AMT computation: Adjusted total income = ₹30L + ₹20L (add back 80G) = ₹50 lakh. AMT = 18.5% × ₹50L = ₹9.25 lakh. AMT (₹9.25L) > normal tax (₹9L) — LLP pays AMT of ₹9.25 lakh and gets AMT credit of ₹0.25 lakh.
Normal Tax
₹9.00 lakh
AMT Payable
₹9.25 lakh
AMT Credit Utilisation
AMT credit (AMT paid minus normal tax) is carried forward under Section 231 for up to 15 tax years.

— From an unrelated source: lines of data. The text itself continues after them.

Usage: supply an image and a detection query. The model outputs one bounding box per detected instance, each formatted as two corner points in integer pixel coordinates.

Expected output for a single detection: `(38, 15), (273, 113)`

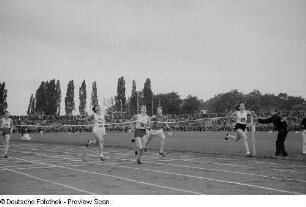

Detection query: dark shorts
(135, 129), (147, 137)
(235, 124), (246, 131)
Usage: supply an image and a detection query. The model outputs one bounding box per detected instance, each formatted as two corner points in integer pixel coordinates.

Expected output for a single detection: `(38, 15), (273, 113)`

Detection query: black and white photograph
(0, 0), (306, 207)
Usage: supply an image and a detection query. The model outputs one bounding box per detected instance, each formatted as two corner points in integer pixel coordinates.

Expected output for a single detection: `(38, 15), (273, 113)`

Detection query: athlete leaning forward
(144, 107), (171, 157)
(131, 105), (150, 164)
(80, 105), (106, 161)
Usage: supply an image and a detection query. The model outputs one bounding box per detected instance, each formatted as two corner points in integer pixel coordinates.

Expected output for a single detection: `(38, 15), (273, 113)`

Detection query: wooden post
(251, 116), (256, 155)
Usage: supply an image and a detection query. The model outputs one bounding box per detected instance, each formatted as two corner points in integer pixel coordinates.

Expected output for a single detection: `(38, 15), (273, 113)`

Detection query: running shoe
(159, 152), (166, 157)
(247, 153), (253, 157)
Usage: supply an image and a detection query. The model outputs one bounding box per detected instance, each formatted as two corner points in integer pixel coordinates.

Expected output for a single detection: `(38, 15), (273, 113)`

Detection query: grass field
(11, 131), (306, 161)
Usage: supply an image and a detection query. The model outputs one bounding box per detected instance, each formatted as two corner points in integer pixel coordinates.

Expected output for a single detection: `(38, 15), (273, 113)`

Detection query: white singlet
(92, 113), (105, 135)
(136, 114), (150, 129)
(1, 118), (13, 129)
(237, 110), (248, 124)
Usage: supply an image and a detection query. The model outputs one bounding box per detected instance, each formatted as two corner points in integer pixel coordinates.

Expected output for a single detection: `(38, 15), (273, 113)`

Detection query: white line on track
(13, 153), (301, 195)
(3, 168), (97, 195)
(11, 158), (203, 195)
(6, 146), (305, 194)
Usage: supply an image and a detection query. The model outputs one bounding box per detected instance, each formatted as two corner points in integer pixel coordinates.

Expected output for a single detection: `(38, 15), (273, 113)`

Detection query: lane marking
(3, 168), (97, 195)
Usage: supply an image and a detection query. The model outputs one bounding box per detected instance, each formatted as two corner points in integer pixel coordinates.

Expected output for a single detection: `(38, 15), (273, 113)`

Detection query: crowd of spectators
(7, 112), (305, 134)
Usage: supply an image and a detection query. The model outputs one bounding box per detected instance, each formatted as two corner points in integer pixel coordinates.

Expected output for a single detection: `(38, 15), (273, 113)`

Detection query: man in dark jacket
(258, 107), (288, 156)
(301, 116), (306, 154)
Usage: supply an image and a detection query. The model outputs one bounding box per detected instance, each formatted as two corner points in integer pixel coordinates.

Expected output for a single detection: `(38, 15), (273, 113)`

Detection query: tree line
(0, 80), (306, 116)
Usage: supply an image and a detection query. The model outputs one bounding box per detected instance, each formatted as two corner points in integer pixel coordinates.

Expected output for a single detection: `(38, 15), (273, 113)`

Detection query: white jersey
(93, 113), (105, 135)
(1, 118), (13, 129)
(236, 110), (248, 124)
(136, 114), (150, 129)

In any subsequent year where normal tax exceeds AMT, the accumulated AMT credit can be offset against the excess.
AMT Compliance Points for LLP Partners
Compute adjusted total income — total income plus all add-back deductions
Apply 18.5% to adjusted total income — compare with normal tax
If AMT is higher, pay AMT and claim credit for excess in Form ITR-5
Track AMT credit balance separately under Section 207 — 15-year expiry applies
If planning 35AD deductions: model AMT impact before committing to investment
AMT does not apply to individuals with income below ₹20 lakh — check threshold before computing
Frequently Asked Questions
AMT under Section 206 of the Income-tax Act 2025 applies to all LLPs, firms, individuals, HUFs, AOPs, and BOIs whose adjusted total income exceeds ₹20 lakh. If adjusted total income (after adding back deductions) is ₹20 lakh or below, AMT does not apply. For individuals (not LLPs), AMT is less common in practice as Chapter VI-A deductions for individuals are not added back for AMT computation in many cases.
Under Section 230 of the Income-tax Act 2025 (old Section 115JC), the AMT rate is 18.5% of adjusted total income (total income + specified deductions added back). With health and education cess at 4% and applicable surcharge, the effective AMT rate for most LLPs is approximately 19.24%. AMT credit (excess of AMT over normal tax) can be carried forward for 15 years under Section 231.